Slash (2002) poster

Slash (2002)

Rating:


South Africa. 2002.

Crew

Director – Neal Sundström, Screenplay – Stephen Francis & Gus Silbert, Producers – Amy J. Moore & Paul Raleigh, Photography – Mark Lennard, Music – Neill Solomon, Special Effects – Zabco SFX (Supervisor – Janek Zabielski), Prosthetics – Magic Numbers (Supervisor – Graham Press), Production Design – Robert van der Coolwijk. Production Company – New Africa Media Films

Cast

James O’Shea (Joseph ‘Mac’ MacDonald), Steve Railsback (Jeremiah MacDonald), Zuleikha Robinson (Suzie), Craig Kirkwood (Keith), Nick Boraine (Billy Bob), Brett Goldin (Carl), Nina Wassung (Candy), David Dukas (Rod), Neels Clasen (Ian), Anton Vorster (Killer), Michael Richard (Preacher/Sheriff Gene), Jocelyn Broderick (Jesse), Guy Raphaely (Ray), Milan Murray (Karen), Adam Woolf (Young Mac)


Plot

Joseph ‘Mac’ MacDonald, the lead singer in the rock group Slash, receives notification that his Aunt Edith has died. He and the rest of the band travel back home to Mac’s family farm in the American Midwest, a place Mac has not returned to since childhood. The rest of the band finds Mac’s hick father Jeremiah to be forbidding. At the funeral, a local woman warns them of the coming ‘harvest of blood’. Soon after this, a masked figure begins to slaughter the members of the band. The others come to believe that the killings are being conducted in order to irrigate the crops with human blood.

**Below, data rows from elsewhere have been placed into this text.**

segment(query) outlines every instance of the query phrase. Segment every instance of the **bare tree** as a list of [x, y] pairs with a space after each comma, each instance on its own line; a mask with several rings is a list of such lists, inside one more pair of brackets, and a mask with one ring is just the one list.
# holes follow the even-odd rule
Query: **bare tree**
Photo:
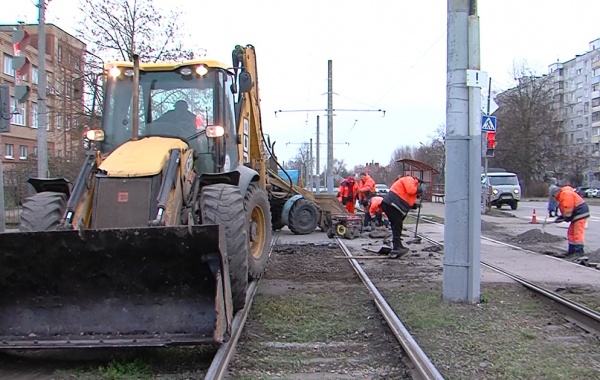
[[490, 164], [517, 172], [527, 194], [563, 155], [553, 79], [536, 76], [525, 65], [515, 69], [515, 78], [516, 86], [497, 97], [497, 148]]
[[429, 141], [426, 144], [421, 143], [414, 153], [414, 159], [421, 161], [431, 166], [438, 171], [438, 178], [436, 182], [443, 183], [445, 179], [445, 167], [446, 167], [446, 126], [440, 125], [435, 134], [429, 137]]
[[184, 45], [181, 11], [160, 9], [153, 0], [80, 0], [79, 34], [95, 55], [142, 62], [190, 59], [204, 50]]
[[402, 174], [402, 170], [400, 166], [398, 166], [398, 160], [402, 160], [405, 158], [414, 159], [416, 155], [417, 148], [410, 145], [404, 145], [396, 148], [392, 153], [392, 157], [390, 158], [389, 164], [389, 175], [386, 183], [392, 183], [398, 178], [400, 174]]

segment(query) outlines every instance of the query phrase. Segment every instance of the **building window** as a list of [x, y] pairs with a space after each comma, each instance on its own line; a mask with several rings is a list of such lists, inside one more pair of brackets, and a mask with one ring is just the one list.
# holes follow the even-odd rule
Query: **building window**
[[8, 158], [9, 160], [15, 158], [13, 144], [4, 144], [4, 158]]
[[33, 147], [33, 157], [37, 157], [37, 152], [38, 152], [37, 146]]
[[4, 65], [2, 65], [2, 72], [6, 75], [9, 75], [11, 77], [15, 76], [15, 70], [13, 70], [13, 57], [12, 55], [8, 55], [6, 53], [3, 54], [3, 62]]
[[21, 160], [26, 160], [27, 159], [27, 147], [25, 145], [21, 145], [19, 147], [19, 158]]
[[31, 128], [38, 127], [38, 105], [37, 103], [31, 103]]
[[58, 62], [62, 62], [62, 46], [60, 45], [58, 45], [56, 49], [56, 57], [58, 59]]
[[18, 104], [17, 99], [14, 96], [10, 97], [10, 105], [13, 109], [12, 123], [15, 125], [25, 126], [27, 120], [27, 107], [25, 104]]
[[37, 66], [31, 66], [31, 83], [38, 84], [38, 68]]

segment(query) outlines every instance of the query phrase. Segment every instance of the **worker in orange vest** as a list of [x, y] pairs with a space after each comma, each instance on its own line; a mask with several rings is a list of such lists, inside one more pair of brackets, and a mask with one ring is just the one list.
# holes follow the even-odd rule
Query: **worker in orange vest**
[[358, 178], [358, 202], [362, 204], [363, 200], [376, 195], [375, 180], [365, 172], [361, 172]]
[[365, 211], [363, 227], [365, 227], [367, 231], [371, 229], [373, 223], [375, 223], [375, 225], [378, 227], [382, 227], [384, 225], [381, 202], [383, 202], [383, 197], [376, 195], [370, 199], [363, 199], [361, 203]]
[[590, 208], [571, 186], [557, 186], [552, 191], [551, 195], [558, 202], [561, 213], [556, 218], [556, 223], [570, 223], [567, 230], [567, 240], [569, 241], [567, 256], [583, 256], [585, 223], [586, 219], [590, 217]]
[[417, 197], [423, 194], [424, 186], [418, 178], [399, 177], [383, 197], [381, 209], [386, 213], [392, 226], [392, 252], [390, 258], [397, 259], [408, 253], [402, 245], [402, 227], [404, 219], [411, 209], [417, 209]]
[[337, 197], [338, 200], [346, 207], [346, 210], [351, 214], [354, 214], [354, 204], [356, 203], [357, 195], [358, 183], [356, 183], [354, 180], [353, 175], [349, 175], [348, 178], [340, 183]]

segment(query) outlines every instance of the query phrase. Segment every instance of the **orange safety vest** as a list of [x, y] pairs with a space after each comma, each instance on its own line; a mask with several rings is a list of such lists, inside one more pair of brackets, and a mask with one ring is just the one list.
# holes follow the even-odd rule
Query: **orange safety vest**
[[419, 180], [415, 177], [400, 177], [392, 184], [390, 191], [399, 196], [404, 202], [412, 207], [417, 201], [417, 187]]
[[375, 181], [371, 178], [370, 175], [365, 175], [364, 178], [358, 182], [358, 198], [363, 199], [369, 193], [375, 194]]
[[375, 196], [371, 198], [369, 215], [371, 215], [372, 218], [374, 218], [377, 214], [383, 213], [383, 210], [381, 209], [381, 202], [383, 202], [383, 197]]
[[573, 218], [573, 220], [578, 220], [590, 216], [589, 209], [585, 206], [583, 206], [585, 210], [583, 210], [580, 207], [577, 210], [577, 212], [574, 213], [577, 207], [585, 204], [585, 201], [579, 196], [579, 194], [575, 192], [575, 190], [571, 186], [564, 186], [560, 188], [556, 193], [555, 198], [558, 201], [560, 213], [565, 218]]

Slash offers what must be a world first – the first South African slasher film. There has been the rarity of the South African horror movie before – with House of the Living Dead/Dr Maniac (1973) having won the honours as being the very first, as well as other occasional oddities like City of Blood (1983), The Stay Awake (1987), The Stick (1987) and Dead Easy (2004). South African director Neal Sundström has been an occasional dabbler in genre material with efforts like the legendarily bad Space Mutiny (1988) and Howling V: The Rebirth (1989).

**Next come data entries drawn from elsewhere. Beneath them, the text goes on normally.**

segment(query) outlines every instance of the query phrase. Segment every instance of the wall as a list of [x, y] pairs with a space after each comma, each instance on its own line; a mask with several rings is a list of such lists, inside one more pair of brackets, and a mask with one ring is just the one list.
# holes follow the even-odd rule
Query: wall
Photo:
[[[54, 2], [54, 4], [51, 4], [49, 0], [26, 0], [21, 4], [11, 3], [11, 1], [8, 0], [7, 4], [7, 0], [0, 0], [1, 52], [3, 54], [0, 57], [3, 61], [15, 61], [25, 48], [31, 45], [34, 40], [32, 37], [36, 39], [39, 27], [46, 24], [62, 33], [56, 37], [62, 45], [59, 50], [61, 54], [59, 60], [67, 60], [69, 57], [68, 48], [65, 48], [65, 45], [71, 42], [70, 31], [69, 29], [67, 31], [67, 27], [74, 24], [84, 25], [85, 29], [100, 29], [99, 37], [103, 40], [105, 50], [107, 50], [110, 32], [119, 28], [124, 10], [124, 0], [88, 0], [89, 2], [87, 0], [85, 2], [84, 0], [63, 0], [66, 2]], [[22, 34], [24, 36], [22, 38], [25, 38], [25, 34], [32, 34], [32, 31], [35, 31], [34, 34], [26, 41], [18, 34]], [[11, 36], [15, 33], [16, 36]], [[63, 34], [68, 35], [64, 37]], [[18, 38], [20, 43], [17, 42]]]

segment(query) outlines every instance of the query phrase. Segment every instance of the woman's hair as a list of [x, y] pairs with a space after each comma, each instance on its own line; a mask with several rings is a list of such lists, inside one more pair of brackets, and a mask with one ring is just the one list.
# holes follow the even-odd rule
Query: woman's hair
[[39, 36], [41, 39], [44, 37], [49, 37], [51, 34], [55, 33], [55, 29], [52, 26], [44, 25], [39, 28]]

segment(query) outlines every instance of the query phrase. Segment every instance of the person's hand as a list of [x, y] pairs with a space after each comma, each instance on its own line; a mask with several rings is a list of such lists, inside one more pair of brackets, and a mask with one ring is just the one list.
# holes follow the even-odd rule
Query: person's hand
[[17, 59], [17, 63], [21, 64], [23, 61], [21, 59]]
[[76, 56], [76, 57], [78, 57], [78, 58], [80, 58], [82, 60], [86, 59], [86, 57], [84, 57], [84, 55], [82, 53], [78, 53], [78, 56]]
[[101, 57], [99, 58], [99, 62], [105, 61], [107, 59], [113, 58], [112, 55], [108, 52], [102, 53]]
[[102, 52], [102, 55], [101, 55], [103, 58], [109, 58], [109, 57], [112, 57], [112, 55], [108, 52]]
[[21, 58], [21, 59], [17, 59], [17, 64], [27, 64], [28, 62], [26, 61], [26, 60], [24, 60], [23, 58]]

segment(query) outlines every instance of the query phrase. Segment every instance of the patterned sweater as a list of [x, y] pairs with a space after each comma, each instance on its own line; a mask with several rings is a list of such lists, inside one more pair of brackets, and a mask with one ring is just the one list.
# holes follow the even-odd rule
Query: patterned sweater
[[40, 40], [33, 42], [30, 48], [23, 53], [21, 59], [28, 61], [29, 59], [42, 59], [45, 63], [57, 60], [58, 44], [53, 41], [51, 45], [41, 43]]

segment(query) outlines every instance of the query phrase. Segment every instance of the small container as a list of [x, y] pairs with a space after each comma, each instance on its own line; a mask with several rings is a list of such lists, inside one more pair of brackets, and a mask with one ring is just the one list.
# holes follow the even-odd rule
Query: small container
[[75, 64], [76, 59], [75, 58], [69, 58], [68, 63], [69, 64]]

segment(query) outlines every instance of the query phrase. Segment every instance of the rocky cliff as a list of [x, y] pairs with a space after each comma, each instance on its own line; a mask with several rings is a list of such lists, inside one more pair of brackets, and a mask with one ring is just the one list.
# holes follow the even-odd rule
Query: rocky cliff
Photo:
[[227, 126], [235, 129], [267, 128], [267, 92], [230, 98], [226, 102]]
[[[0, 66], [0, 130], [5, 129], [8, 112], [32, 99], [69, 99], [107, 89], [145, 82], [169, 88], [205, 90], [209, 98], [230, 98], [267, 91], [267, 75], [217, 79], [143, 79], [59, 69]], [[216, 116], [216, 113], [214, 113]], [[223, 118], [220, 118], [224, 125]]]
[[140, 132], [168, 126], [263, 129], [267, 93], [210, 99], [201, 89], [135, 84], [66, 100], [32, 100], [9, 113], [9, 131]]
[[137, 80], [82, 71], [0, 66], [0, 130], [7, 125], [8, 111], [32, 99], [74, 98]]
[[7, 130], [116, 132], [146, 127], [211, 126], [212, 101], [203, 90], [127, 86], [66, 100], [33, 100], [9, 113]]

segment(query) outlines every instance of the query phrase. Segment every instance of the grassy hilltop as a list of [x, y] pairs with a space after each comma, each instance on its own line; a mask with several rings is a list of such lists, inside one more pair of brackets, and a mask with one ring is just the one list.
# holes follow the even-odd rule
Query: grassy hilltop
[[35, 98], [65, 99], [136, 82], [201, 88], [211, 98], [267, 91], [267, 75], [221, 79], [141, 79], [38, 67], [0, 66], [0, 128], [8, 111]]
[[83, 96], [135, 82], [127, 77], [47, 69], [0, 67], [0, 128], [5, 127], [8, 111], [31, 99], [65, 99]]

Not that one would know that Slash is a South African film from a cursory viewing – it seems to be making scrupulous effort to give the impression that it is an American-set film. It has imported a couple of American actors – James O’Shea and most notably Steve Railsback, but, apart from the British-born Zuleikha Robinson, the rest of the cast are all South African actors who are appropriating American accents; while the setting pretends to be generic American Midwest. One cannot understand why low-budget films have to go through this pretence of being set in America – Canadian genre films are the biggest offenders here – if a film is capable of holding one’s attention, is it not likely to do so no matter where it is set? Or is it that everyone fears that all-essential American audiences will not want to view anything that even vaguely takes them out of the comfort zone and away from the precious few things that they know about the world?

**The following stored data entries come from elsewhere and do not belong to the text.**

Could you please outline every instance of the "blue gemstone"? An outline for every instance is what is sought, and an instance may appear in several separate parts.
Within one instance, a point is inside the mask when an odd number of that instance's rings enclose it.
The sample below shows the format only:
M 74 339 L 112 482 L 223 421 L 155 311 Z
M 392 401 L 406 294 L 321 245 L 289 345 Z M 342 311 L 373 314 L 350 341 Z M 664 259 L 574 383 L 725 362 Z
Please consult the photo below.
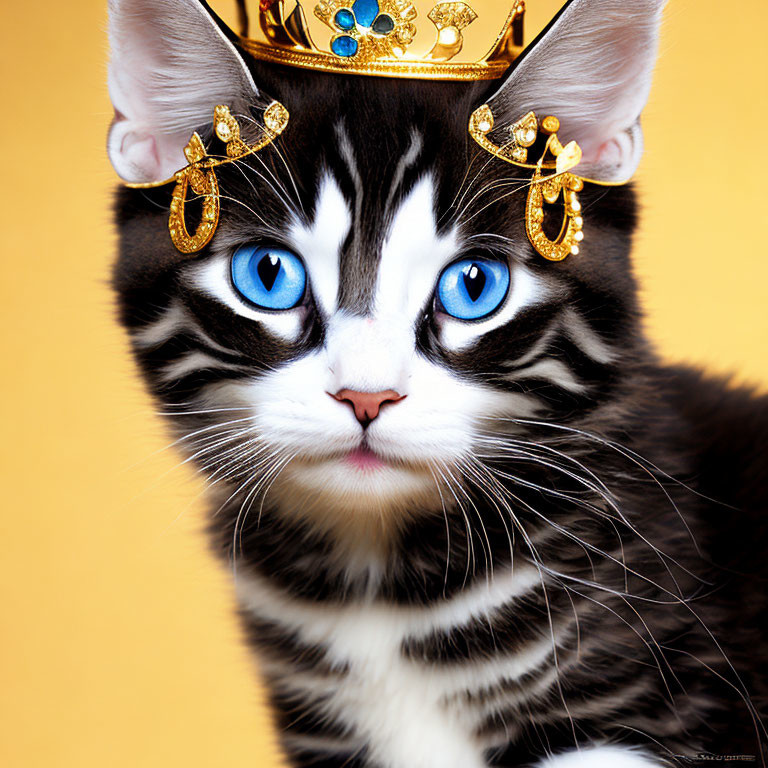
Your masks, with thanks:
M 345 32 L 355 28 L 355 15 L 349 8 L 340 8 L 336 11 L 333 20 L 336 22 L 336 26 Z
M 379 15 L 379 3 L 378 0 L 355 0 L 352 3 L 352 10 L 361 27 L 370 27 Z
M 376 21 L 373 22 L 373 31 L 377 35 L 388 35 L 395 28 L 395 21 L 391 16 L 387 16 L 386 13 L 381 13 L 376 17 Z
M 357 53 L 357 40 L 349 35 L 339 35 L 331 40 L 331 50 L 337 56 L 354 56 Z

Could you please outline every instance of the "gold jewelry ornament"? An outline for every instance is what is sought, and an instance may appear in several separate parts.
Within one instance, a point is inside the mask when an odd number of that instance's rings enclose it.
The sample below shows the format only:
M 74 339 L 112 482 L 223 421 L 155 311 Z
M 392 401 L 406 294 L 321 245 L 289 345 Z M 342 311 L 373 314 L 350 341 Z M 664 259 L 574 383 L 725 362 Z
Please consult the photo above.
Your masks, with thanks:
M 321 72 L 460 81 L 500 77 L 523 49 L 524 0 L 304 1 L 239 0 L 242 47 Z
M 219 225 L 219 182 L 213 168 L 205 168 L 202 165 L 206 158 L 205 145 L 197 133 L 192 134 L 189 144 L 184 148 L 184 154 L 189 160 L 189 165 L 176 174 L 168 230 L 178 250 L 182 253 L 197 253 L 208 245 Z M 192 191 L 203 198 L 202 219 L 193 235 L 187 231 L 187 223 L 184 220 L 188 187 L 192 187 Z
M 171 198 L 171 212 L 168 217 L 168 231 L 173 244 L 179 251 L 186 254 L 197 253 L 208 245 L 219 224 L 221 203 L 215 168 L 242 160 L 244 157 L 263 149 L 285 130 L 286 125 L 288 125 L 288 110 L 280 102 L 273 101 L 264 110 L 262 136 L 255 144 L 248 145 L 240 138 L 240 125 L 232 116 L 229 107 L 220 104 L 213 111 L 213 130 L 226 145 L 224 157 L 209 155 L 200 134 L 195 132 L 187 146 L 184 147 L 184 156 L 188 163 L 185 168 L 162 181 L 126 184 L 126 186 L 133 189 L 149 189 L 175 182 L 176 186 Z M 190 187 L 192 192 L 202 197 L 203 200 L 200 223 L 192 234 L 187 229 L 184 217 L 184 206 Z
M 562 261 L 569 255 L 578 255 L 584 239 L 584 219 L 578 193 L 584 189 L 584 182 L 601 186 L 617 184 L 586 179 L 571 173 L 581 162 L 581 147 L 575 141 L 562 145 L 557 137 L 560 121 L 552 115 L 539 121 L 534 112 L 528 112 L 509 127 L 509 140 L 504 144 L 496 144 L 491 140 L 493 129 L 493 112 L 484 104 L 469 118 L 472 138 L 500 160 L 534 172 L 525 204 L 525 231 L 531 245 L 549 261 Z M 529 149 L 539 140 L 540 133 L 547 136 L 544 150 L 537 163 L 529 163 Z M 550 240 L 542 228 L 544 203 L 557 203 L 561 194 L 563 223 L 558 236 Z
M 427 58 L 450 61 L 464 46 L 461 31 L 477 18 L 477 14 L 466 3 L 438 3 L 427 18 L 437 27 L 437 42 Z

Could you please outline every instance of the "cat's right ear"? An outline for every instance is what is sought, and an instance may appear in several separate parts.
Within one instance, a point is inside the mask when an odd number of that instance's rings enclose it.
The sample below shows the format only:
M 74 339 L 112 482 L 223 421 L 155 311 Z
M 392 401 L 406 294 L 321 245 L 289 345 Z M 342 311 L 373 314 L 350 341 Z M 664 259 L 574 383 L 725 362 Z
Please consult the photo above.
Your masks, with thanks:
M 554 115 L 577 141 L 577 173 L 623 182 L 643 151 L 640 114 L 656 63 L 666 0 L 568 0 L 510 67 L 488 104 L 504 124 L 529 111 Z
M 109 0 L 109 159 L 128 182 L 167 179 L 224 104 L 259 99 L 248 67 L 199 0 Z

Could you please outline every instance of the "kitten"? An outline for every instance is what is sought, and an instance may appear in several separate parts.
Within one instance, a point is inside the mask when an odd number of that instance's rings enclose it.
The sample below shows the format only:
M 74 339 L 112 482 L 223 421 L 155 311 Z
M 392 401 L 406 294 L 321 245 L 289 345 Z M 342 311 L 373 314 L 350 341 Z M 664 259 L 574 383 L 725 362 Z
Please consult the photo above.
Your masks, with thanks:
M 170 187 L 122 190 L 114 282 L 292 765 L 765 759 L 768 400 L 654 356 L 630 185 L 587 184 L 581 254 L 547 262 L 530 174 L 467 132 L 535 109 L 584 175 L 630 176 L 661 6 L 573 0 L 502 81 L 445 83 L 257 62 L 197 0 L 110 0 L 125 180 L 183 166 L 216 104 L 245 133 L 290 111 L 219 169 L 193 257 Z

There are times here where this does not work at all – the band members’ attempts to spout American colloquialisms often seem forced and strained. Many of the characters seem like cliches – like the hip streetwise African-American character who has no real point in the film other than to keep making sarcastic comments about the backwoods hicks. (Not to mention how precious a line Slash seems to be treading in being a South African film that is trying to throw in anti-slavery rhetoric from a supposedly Black American man).

The band sit down to dinner on Steve Railsback (c)'s farm in Slash (2002)
The band sit down to dinner on Steve Railsback (c)’s farm

Neal Sundström makes numerous silly references to other horror films throughout – a copy of the Ghost Face mask from Scream (1996) and sequels is worn throughout, as well as a Jason Voorhees-styled hockey mask; the killer looks almost identical to the Creeper in Jeepers Creepers (2001); while there is also the famous “You want to see something really scary?” line that has been appropriated from Twilight Zone – The Movie (1983).

Neal Sundström also keeps pulling daft red herring jumps – people being stabbed with collapsible knives by the Ghost Face, Steve Railsback pulling his shotgun, a joker coming up behind people wielding a scythe, and Railsback making a speech about his grandfather’s ashes and then upending the urn to tip cigars out “Just yankin’ your chain.”

In terms of atmosphere, Slash offers nothing remarkable. The climactic despatch of the psycho of the show is over quickly, followed by a predictable twist ending where such turns out not to be the case. In all, Slash emerges as little more than a generic blend of slasher film and Backwoods Brutality cliches, with some of the Midwest paganism from Children of the Corn (1984) and sequels also thrown in. The place for films like this is the 50c video/dvd rental bins.